Ella aún desconfiaba un poco de él, y veía aquella expresión de suficiencia que seguía sin gustarle, pero no parecía un mal hombre. Había extraños, extraños ricos, que a veces se acercaban y les daban dinero o comida. No pasaba a menudo, pero se daba el caso, igual que parecía que estaba ocurriendo ahora. Asintió. -¿Cómo te llamas?
– Simona -respondió ella.
– ¿Cuál es tu plato preferido?
Ella se encogió de hombros. No sabía cuál era su plato preferido. Nunca se lo había preguntado nadie.
– ¿Te gusta la carne? ¿El cerdo?
Ella dudó.
– Sí.
– ¿Las patatas?
Asintió.
– ¿Las salchichas?
Volvió a asentir.
El hombre se inclinó hacia delante, cogió un vaso de un armarito que tenía delante, echó un poco de whisky y se lo dio. Ella cogió el vaso con la mano y le dio un buen trago. Se quedó rígida de la sorpresa, cuando notó aquella sensación ardiente y profunda que le bajaba por la garganta. Luego, unos momentos después, observó que le invadía una agradable sensación de calor. Estirando las piernas hacia delante, volvió a beber, hasta que apuró el vaso.
Sólo había bebido whisky una vez hasta entonces, de una botella que Romeo había robado de una tienda, pero éste tenía un sabor mucho mejor y más suave. El móvil del hombre sonó. Él respondió, al tiempo que volvía a llenarle el vaso de whisky, y luego empezó a hablar de negocios con alguien que estaba en América. Simona sabía que era América porque le preguntó qué tiempo hacía en Nueva York. Estaba negociando algún trato y parecía importante. Pero de vez en cuando se giraba hacia ella y le sonreía y, cada vez, a cada trago de whisky que tomaba, confiaba más en él.
El conductor, que no decía nada, pilotaba el coche en silencio. Tenía el pelo rapado, reducido a una leve sombra, y de pronto, a la luz de los faros de los coches, Simona distinguió un tatuaje.

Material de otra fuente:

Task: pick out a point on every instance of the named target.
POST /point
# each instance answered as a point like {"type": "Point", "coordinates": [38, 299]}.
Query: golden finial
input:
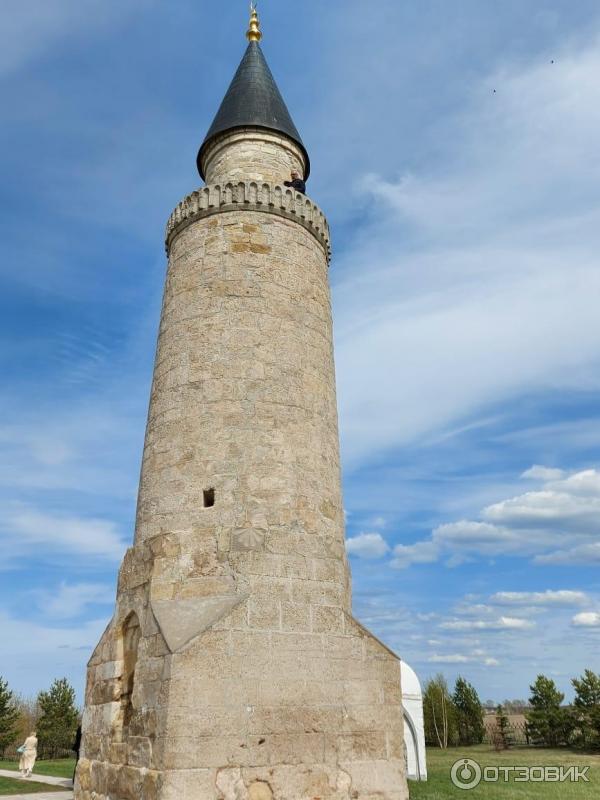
{"type": "Point", "coordinates": [254, 34]}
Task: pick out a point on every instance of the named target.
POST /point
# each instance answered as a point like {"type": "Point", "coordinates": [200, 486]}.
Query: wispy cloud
{"type": "Point", "coordinates": [501, 624]}
{"type": "Point", "coordinates": [26, 530]}
{"type": "Point", "coordinates": [367, 545]}
{"type": "Point", "coordinates": [587, 619]}
{"type": "Point", "coordinates": [563, 597]}
{"type": "Point", "coordinates": [481, 278]}
{"type": "Point", "coordinates": [69, 601]}
{"type": "Point", "coordinates": [559, 524]}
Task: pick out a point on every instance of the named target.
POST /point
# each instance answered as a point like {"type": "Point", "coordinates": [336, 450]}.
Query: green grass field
{"type": "Point", "coordinates": [60, 768]}
{"type": "Point", "coordinates": [440, 787]}
{"type": "Point", "coordinates": [15, 786]}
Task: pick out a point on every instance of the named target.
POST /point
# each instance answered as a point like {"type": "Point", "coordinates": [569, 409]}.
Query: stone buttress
{"type": "Point", "coordinates": [233, 668]}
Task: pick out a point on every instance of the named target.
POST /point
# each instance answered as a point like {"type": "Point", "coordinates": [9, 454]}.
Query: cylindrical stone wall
{"type": "Point", "coordinates": [232, 668]}
{"type": "Point", "coordinates": [243, 406]}
{"type": "Point", "coordinates": [252, 154]}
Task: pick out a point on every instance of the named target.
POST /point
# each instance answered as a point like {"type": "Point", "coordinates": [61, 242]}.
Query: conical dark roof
{"type": "Point", "coordinates": [253, 100]}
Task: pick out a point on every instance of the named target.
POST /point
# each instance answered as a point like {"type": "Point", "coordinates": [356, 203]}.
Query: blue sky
{"type": "Point", "coordinates": [454, 149]}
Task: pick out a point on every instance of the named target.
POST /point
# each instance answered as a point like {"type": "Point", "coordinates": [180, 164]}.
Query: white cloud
{"type": "Point", "coordinates": [476, 657]}
{"type": "Point", "coordinates": [25, 531]}
{"type": "Point", "coordinates": [485, 268]}
{"type": "Point", "coordinates": [32, 654]}
{"type": "Point", "coordinates": [455, 658]}
{"type": "Point", "coordinates": [587, 554]}
{"type": "Point", "coordinates": [539, 473]}
{"type": "Point", "coordinates": [501, 624]}
{"type": "Point", "coordinates": [367, 545]}
{"type": "Point", "coordinates": [559, 524]}
{"type": "Point", "coordinates": [587, 619]}
{"type": "Point", "coordinates": [72, 600]}
{"type": "Point", "coordinates": [562, 597]}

Era una serpiente que sacaba la lengua bífida, como si estuviera a punto de atacar; asomaba por el lado derecho del cuello de la camisa, retorciéndose por el cuello y subiendo en dirección a la barbilla. En el exterior, las luces de Bucarest pasaban en silencio y la lluvia repiqueteaba suavemente contra las ventanillas.

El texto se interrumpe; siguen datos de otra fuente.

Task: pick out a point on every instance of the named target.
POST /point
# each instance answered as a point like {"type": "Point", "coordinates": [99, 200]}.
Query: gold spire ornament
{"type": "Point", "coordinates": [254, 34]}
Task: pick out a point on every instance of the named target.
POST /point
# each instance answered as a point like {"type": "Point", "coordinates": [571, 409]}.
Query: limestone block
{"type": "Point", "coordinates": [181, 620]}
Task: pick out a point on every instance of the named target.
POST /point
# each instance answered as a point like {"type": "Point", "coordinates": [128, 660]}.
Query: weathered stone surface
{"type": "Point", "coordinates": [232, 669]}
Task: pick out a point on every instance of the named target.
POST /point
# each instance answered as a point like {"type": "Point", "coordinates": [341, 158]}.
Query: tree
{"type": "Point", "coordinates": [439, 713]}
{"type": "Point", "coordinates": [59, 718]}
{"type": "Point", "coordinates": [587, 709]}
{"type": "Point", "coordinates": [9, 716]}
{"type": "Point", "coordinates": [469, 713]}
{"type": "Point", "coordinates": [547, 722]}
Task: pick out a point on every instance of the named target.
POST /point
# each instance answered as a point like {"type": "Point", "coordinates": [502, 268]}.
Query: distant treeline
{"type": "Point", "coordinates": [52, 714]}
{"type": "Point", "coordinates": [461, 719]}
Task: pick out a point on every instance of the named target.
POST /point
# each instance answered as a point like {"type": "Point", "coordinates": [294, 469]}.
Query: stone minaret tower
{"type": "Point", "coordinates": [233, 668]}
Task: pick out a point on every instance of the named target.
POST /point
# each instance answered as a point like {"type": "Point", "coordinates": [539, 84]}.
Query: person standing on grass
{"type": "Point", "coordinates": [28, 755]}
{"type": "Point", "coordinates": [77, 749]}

Simona nunca había estado en un avión, pero se preguntaba si la sensación de volar sería parecida. Había música procedente de un altavoz situado en algún punto detrás de su cabeza, un hombre que cantaba. Parecía inglés o norteamericano, ella no podía distinguirlo, y tenía una voz suave y llena. I've got you under my skin, cantaba, pero ella no hablaba suficiente inglés como para entender lo que significaba.
Miró por la ventanilla, intentando situarse. Estaban pasando por la gran plaza que Romeo le había dicho que había construido el antiguo presidente. Dijo que se llamaba Palacio del Pueblo, pero ella nunca había entrado. Pertenecía a otro mundo, a otro tipo de pueblo, como aquel coche, el hombre en el asiento trasero y la música, que pertenecían a un mundo lejos de su alcance y de su comprensión.
Pero el whisky lo arreglaba todo. Cada vez le gustaba más aquel hombre, le gustaba el coche, le gustaba la ciudad que pateaba sin cesar. Quizá, con un poco de suerte, pudiera ayudarla a cambiar de vida.
Al cabo de un rato, el coche giró por una calle que no reconoció y luego redujo la marcha. Enfrente, unas puertas eléctricas se abrieron y las atravesaron, para detenerse frente a una casa alta con la entrada iluminada.
El conductor abrió la puerta de Simona y le cogió el vaso vacío de las manos. Embriagada por el alcohol, salió tambaleándose entre la lluvia y el viento. El hombre también salió, le rodeó los hombros con un brazo y con delicadeza la ayudó a subir los escalones de piedra hasta la puerta principal, en la que esperaba una mujer de mediana edad vestida de uniforme, quizás una criada.